Minimum Modulus principle i would like to clarify for the theorem of minimum modulus, if $f(z) = 0$ for some $z$ in the region of analyticity, then our minimum modulus will occur at that point $z$ where $f(z) = 0$? Because the theorem always claim that $f(z)$ is non vanishing throughout, so i got a bit confused to what will happen if $f(z)  =0$
 A: Exactly as I had thought. So the minimum modulus principle does not apply to $z^2 - z$. Instead, the question is elementary ,and to find  the minimum moduli you simply have to find the roots of $z^2 - z$ over the given domain, which occur when $z =0, z=1$. This is simple arithmetic, not requiring the min modulus principle.

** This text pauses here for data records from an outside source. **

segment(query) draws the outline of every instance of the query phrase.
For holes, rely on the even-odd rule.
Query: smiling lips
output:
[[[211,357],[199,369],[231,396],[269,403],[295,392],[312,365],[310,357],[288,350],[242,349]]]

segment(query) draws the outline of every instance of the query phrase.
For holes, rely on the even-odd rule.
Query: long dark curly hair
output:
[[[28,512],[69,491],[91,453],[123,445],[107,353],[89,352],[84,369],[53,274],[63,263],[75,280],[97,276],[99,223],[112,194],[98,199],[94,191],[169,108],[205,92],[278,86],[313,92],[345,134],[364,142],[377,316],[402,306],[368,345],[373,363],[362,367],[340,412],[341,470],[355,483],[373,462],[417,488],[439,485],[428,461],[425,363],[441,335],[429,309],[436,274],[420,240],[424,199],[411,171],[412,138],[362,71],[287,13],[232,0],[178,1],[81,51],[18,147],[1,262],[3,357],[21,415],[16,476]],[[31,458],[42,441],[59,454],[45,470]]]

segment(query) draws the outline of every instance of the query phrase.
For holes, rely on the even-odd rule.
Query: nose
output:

What the maximum modulus principle will tell you (and it's applicable) is that since $z^2 - z$ is not constant, it's modulus must be taking a maximum on the boundary, so the advantage we get from MMT : it's enough to search on the boundary if you want the maximum, rather than search the whole domain.
A  search on  the boundary yields that $z=-1$  satisfies $|z^2 - z| =  2$, which is the largest it can be, since $|z^2-z| \leq |z^2| + |z| \leq 1 +  1 \leq 2$, so  the maximum is attained at this point. There's no need to search in the interior because of MMT, so you are done.
Indeed, this is a nice application of Maximum MT , because you can restrict finding maximums of non-constant functions to the boundary of a given domain , rather than search the whole domain. If the boundary is nice, then this makes the search much easier.